Abstract
FtsH (HflB) is a conserved, highly specific, ATP-dependent protease for which a number of substrates are known. The enzyme participates in the phage λ lysis-lysogeny decision by degrading the lambda CII transcriptional activator and by its response to inhibition by the λ CIII gene product. In order to gain further insight into the mechanism of the enzymatic activity of FtsH (HflB), we identified the peptides generated following proteolysis of the phage λ CII protein. It was found that FtsH (HflB) acts as an endopeptidase degrading CII into small peptides with limited amino acid specificity at the cleavage site. β-Casein, an unstructured substrate, is also degraded by FtsH (HflB), suggesting that protein structure may play a minor role in determining the products of proteolysis. The majority of the peptides produced were 13 to 20 residues long.
Degradation of regulatory proteins by ATP-dependent proteases is an important mechanism for the rapid control of gene activity in all organisms. In bacteria, proteolysis acts on key regulatory transcription factors which regulate the heat shock response, stationary-phase and SOS stress responses, capsular polysaccharide biosynthesis, and the control of the lysis-lysogeny decision of phage λ (12, 14, 27).

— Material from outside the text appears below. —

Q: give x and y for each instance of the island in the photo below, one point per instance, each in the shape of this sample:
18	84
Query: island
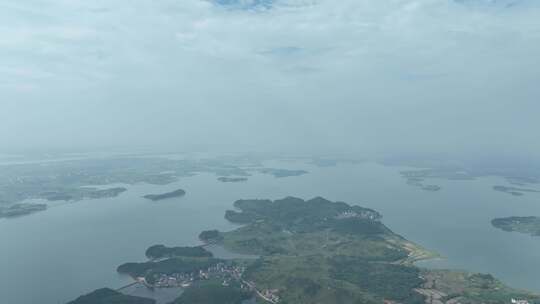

FtsH, a membrane-bound Zn2+ metalloprotease, which was originally identified as an hflB mutation (high-frequency lysogenization by phage λ), is highly conserved in all organisms, is the only known essential protease in Escherichia coli, and does not participate in cell division (28, 35). The name FtsH was coined before the discovery of a second mutation in the ftsI gene, in the strain carrying the temperature-sensitive ftsH mutation, that is responsible for cell filamentation (7). Following infection by bacteriophage λ, the λ CII regulatory protein, which activates transcription of the CI repressor from the pE promoter, is rapidly degraded by FtsH (18, 20, 30, 32). The λ CIII peptide extends the half-life of CII, thereby prolonging CI repressor synthesis, which in turn promotes the lysogenic pathway (4, 21).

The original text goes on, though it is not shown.